A press release by Toronto East Health Network stated that WWMS provides culturally safe treatment for Indigenous women through partnerships with organizations such as Mdewgaan Lodge and Thunder Woman Healing Lodge Society. They are also partnered with The Neighbourhood Group Community Services, an alliance of three organizations: Central Neighbourhood House, Neighbourhood Link Support Services and St. Stephen’s Community House. Together they advocate for “an equitable, just, and vibrant community”.

MGH launched the withdrawal management services catering specifically to women in an attempt to change the narrative around treatment of people with substance abuse issues.

And it has been met with positivity by members of the community.

“Many women-identifying individuals who use substances have experienced abusive or violent situations, so being in an environment where there are other men can be triggering, traumatic and not helpful for treatment,” said Gail Teabo, local resident and former client of withdrawal management services in Toronto.

Teabo believes that the new WWMS means “more women have a place where they can feel safe and supported in their journey” which, from her experience, “makes all the difference when it comes to taking that first step to recovery.”

Prior to her recovery, Teabo spent time in a withdrawal program that was less than ideal. Although they helped her recover, the atmosphere was “dark and kind of eerie”.

WWMS provides a bright, welcoming and hopeful atmosphere that enables those in need of help to feel safe enough to get better. The service prides itself on preserving dignity which is vital in a person’s path towards recovery.

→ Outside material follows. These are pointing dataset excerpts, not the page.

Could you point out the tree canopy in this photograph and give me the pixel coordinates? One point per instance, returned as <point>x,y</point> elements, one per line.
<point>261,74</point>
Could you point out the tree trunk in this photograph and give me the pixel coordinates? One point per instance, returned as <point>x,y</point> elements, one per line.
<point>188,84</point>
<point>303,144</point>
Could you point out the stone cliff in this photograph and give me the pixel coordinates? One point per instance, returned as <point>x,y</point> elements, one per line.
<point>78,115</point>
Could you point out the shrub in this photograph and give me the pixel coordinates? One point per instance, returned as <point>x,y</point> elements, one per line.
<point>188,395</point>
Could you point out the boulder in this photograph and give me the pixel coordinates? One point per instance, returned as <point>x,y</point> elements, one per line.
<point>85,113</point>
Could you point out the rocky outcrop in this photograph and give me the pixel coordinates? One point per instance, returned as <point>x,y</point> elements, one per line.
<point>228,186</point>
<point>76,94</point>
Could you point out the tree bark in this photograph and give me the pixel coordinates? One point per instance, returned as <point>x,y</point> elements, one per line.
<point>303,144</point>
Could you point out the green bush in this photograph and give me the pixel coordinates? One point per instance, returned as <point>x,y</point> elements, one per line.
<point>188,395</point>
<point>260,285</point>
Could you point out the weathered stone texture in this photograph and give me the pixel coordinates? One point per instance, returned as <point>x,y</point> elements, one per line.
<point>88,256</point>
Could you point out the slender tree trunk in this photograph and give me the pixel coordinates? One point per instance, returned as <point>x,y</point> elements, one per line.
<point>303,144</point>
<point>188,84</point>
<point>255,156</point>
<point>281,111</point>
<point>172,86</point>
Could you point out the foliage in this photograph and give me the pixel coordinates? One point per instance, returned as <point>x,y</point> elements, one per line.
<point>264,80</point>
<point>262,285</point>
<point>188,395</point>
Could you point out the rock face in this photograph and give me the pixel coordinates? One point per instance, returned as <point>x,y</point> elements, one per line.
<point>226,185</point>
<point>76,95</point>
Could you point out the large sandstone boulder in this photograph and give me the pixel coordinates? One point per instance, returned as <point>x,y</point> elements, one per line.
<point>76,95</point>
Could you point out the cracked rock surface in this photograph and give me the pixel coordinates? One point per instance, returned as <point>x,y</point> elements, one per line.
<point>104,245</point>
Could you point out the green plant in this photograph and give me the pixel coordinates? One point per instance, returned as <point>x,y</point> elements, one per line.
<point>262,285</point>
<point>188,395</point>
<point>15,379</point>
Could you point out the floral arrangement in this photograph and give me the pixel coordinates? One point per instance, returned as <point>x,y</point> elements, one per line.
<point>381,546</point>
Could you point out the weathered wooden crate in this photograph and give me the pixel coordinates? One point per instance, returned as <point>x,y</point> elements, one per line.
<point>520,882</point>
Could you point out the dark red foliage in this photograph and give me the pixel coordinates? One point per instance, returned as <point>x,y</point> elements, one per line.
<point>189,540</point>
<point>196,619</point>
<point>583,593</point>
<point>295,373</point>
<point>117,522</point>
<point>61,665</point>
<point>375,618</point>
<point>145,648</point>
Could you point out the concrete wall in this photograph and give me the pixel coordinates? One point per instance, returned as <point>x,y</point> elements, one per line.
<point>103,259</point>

“When you come to a place like this for the first time, you are at your lowest point,” said Teabo. “And I know the place I went to looked like I was at my lowest point. But this is different”

In 2021, there were 511 deaths as a result of opioid overdoses in Toronto. According to the city, this represents a “74 per cent increase from 2019 and a 273 per cent increase from 2015”.

As Toronto continues the fight against opioid overdoses and deaths, anyone who needs help with battling their addiction is urged to call Central Access for Addiction Services Toronto at 1-866-366-9513 to refer themselves to a withdrawal management service.